Which is all bullshit that consigns women, more than laws or regulations, to second class status. Where they don’t belong.

I don’t dislike women. More than boys, they need and respond beautifully to a good father. When they catch fire, as they often do, more now than in the oppressive past, they are luminous, numinous, inspiring, and ineffable.

Last week, I showed you a girl who sailed around the world and wished I had a daughter like her. Today I’m giving you a raft of Netflix Girls, all of whom I admire and would be proud to claim as progeny.
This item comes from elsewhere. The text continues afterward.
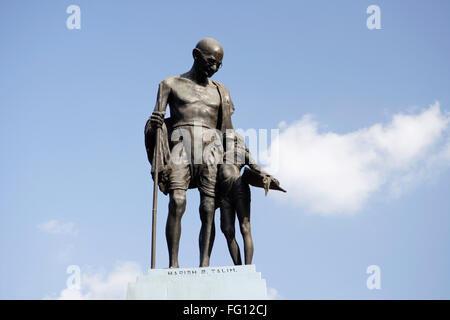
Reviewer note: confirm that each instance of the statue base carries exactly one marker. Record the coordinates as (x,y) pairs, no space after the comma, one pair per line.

Wild Eyes: The Abby Sunderland Story. Another teenage girl who had to sail around the world.

Zero to 100. A surfing prodigy. Head-snapping footage of a born natural whose mother had been advised to abort her. (See video above.)

Ballerina. Showed you this a while back. It’s a profession as demanding as the NFL, and at the moment I’m liking it better.

First Position. More ballet. Get over yourselves. Oscar Levant once called ballet “the fairies’ baseball.” Now that ESPN wants baseball and football to be the fairies’ national pastimes, you have some catching up to do.

Sarah Burke. She bulldozed the sport of freeskiing to include women. Then she died pushing the envelope.

Karina Hollekim. Base jumper. Crazy girl.

Ready to Fly. Ski jumping. Women are as fearless as men. Sometimes.

Soul Surfer. Sometimes they’re even more fearless.

This post could be longer. A lot longer. But if I hurry, I can finish the last of the chicken cacciatore before my wife gets home. Just remember. Whatever men say, they know that women can be brave and fierce and spectacularly beautiful in action. As long as they don’t catch you polishing off their chicken cacciatore. Which can get ugly fast. Don’t ever think I think otherwise.

2 comments

  1. Mrs. RL’s avatar

    What he really likes are smart, strong women as anyone can tell from the various videos here.

    And he ate all the cacciatore.

  2. Instapunk’s avatar

    Only because of the big birthday to come tomorrow. Guy’s got to celebrate.